Moon Sooyeon, Chatterjee Sourav, Seeberger Peter H, Gilmore Kerry
Department of Biomolecular Systems, Max-Planck-Institute of Colloids and Interfaces Am Mühlenberg 1 14476 Potsdam Germany
Freie Universität Berlin, Institute of Chemistry and Biochemistry Arnimallee 22 14195 Berlin Germany.
Chem Sci. 2020 Dec 26;12(8):2931-2939. doi: 10.1039/d0sc06222g.
Predicting the stereochemical outcome of chemical reactions is challenging in mechanistically ambiguous transformations. The stereoselectivity of glycosylation reactions is influenced by at least eleven factors across four chemical participants and temperature. A random forest algorithm was trained using a highly reproducible, concise dataset to accurately predict the stereoselective outcome of glycosylations. The steric and electronic contributions of all chemical reagents and solvents were quantified by quantum mechanical calculations. The trained model accurately predicts stereoselectivities for unseen nucleophiles, electrophiles, acid catalyst, and solvents across a wide temperature range (overall root mean square error 6.8%). All predictions were validated experimentally on a standardized microreactor platform. The model helped to identify novel ways to control glycosylation stereoselectivity and accurately predicts previously unknown means of stereocontrol. By quantifying the degree of influence of each variable, we begin to gain a better general understanding of the transformation, for example that environmental factors influence the stereoselectivity of glycosylations more than the coupling partners in this area of chemical space.
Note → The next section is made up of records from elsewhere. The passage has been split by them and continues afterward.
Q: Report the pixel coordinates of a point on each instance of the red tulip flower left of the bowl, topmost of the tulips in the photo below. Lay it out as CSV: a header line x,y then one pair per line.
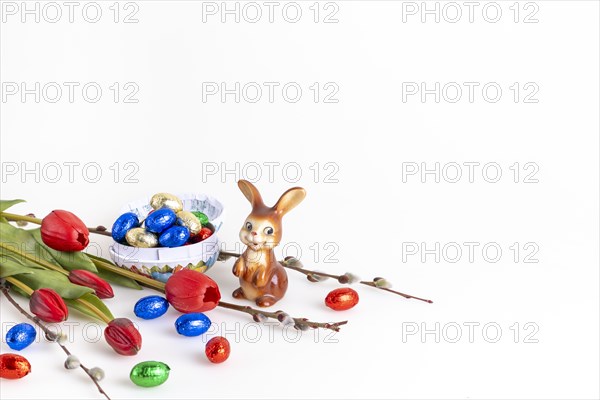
x,y
63,231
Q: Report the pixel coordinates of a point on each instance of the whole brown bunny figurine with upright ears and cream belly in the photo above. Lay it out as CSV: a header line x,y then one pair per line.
x,y
262,278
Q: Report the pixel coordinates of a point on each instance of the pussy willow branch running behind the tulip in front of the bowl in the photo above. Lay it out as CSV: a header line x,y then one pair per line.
x,y
160,286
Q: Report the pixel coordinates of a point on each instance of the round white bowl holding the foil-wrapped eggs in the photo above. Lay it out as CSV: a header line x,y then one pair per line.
x,y
160,262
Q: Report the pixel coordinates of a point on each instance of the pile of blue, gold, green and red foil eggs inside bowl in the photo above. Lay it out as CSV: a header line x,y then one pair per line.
x,y
167,225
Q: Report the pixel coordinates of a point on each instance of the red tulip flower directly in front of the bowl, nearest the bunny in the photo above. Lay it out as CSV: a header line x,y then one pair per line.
x,y
191,291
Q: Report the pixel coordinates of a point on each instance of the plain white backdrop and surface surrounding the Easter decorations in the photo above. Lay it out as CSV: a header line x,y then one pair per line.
x,y
173,138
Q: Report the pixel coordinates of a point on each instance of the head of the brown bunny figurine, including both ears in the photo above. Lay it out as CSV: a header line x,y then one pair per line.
x,y
262,228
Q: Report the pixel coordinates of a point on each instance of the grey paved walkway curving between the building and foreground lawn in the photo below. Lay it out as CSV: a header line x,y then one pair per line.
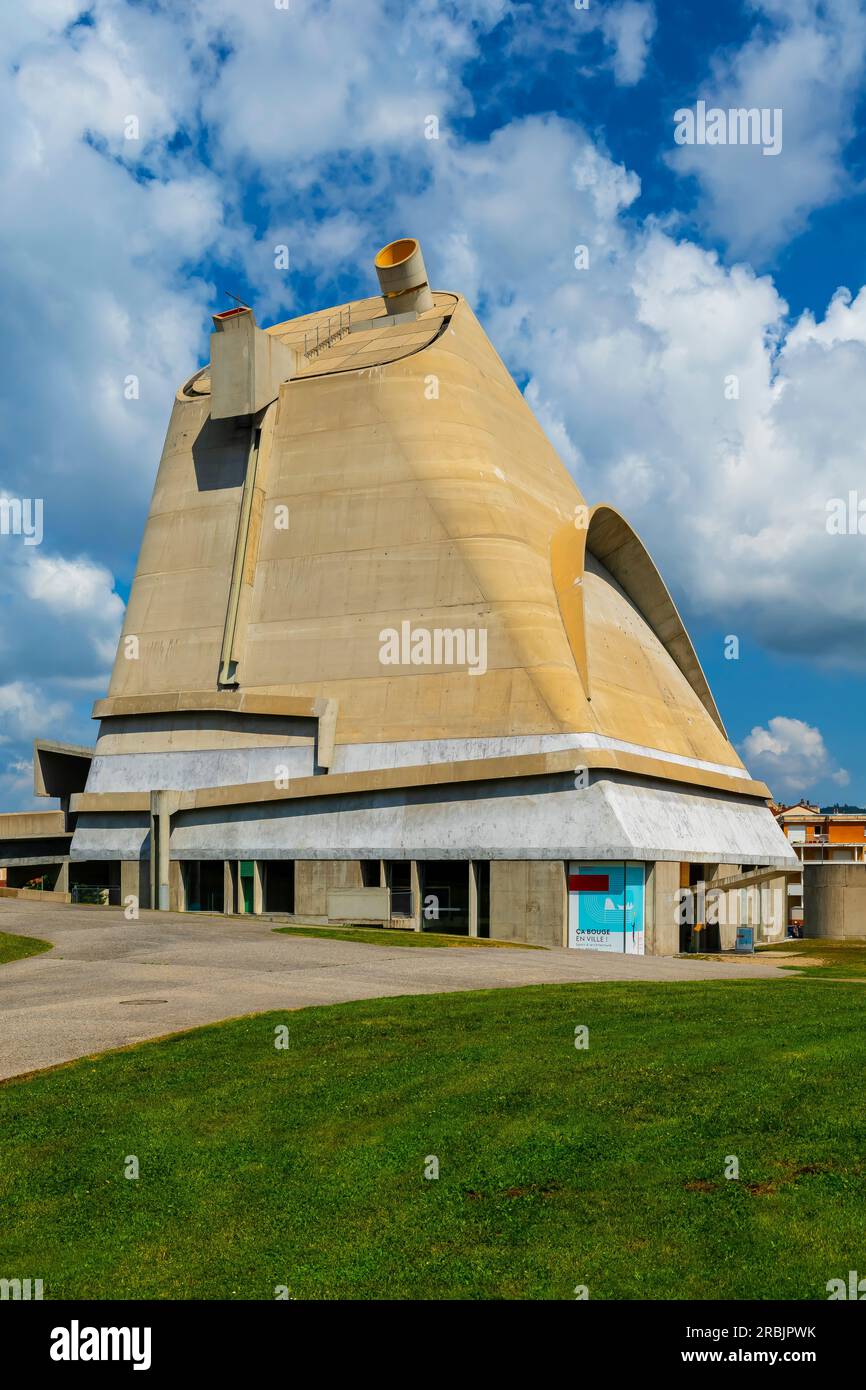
x,y
183,971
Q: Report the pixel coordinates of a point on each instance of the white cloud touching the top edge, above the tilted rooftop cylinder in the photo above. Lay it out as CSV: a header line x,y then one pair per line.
x,y
361,79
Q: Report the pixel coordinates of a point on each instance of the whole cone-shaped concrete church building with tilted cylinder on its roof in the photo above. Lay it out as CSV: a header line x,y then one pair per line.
x,y
382,661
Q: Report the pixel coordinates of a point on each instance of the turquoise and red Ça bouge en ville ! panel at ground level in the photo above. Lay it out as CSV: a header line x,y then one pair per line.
x,y
607,907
在机理模糊的转化反应中,预测化学反应的立体化学结果具有挑战性。糖基化反应的立体选择性受到四个化学参与物以及温度等至少十一个因素的影响。使用一个高度可重复、简洁的数据集训练了一种随机森林算法,以准确预测糖基化反应的立体选择性结果。通过量子力学计算对所有化学试剂和溶剂的空间和电子贡献进行了量化。训练后的模型能够在很宽的温度范围内准确预测未知亲核试剂、亲电试剂、酸催化剂和溶剂的立体选择性(总体均方根误差为6.8%)。所有预测都在标准化微反应器平台上进行了实验验证。该模型有助于识别控制糖基化立体选择性的新方法,并准确预测以前未知的立体控制手段。通过量化每个变量的影响程度,我们开始对这种转化反应有更好的总体理解,例如在这个化学空间领域中,环境因素对糖基化立体选择性的影响大于偶联伙伴。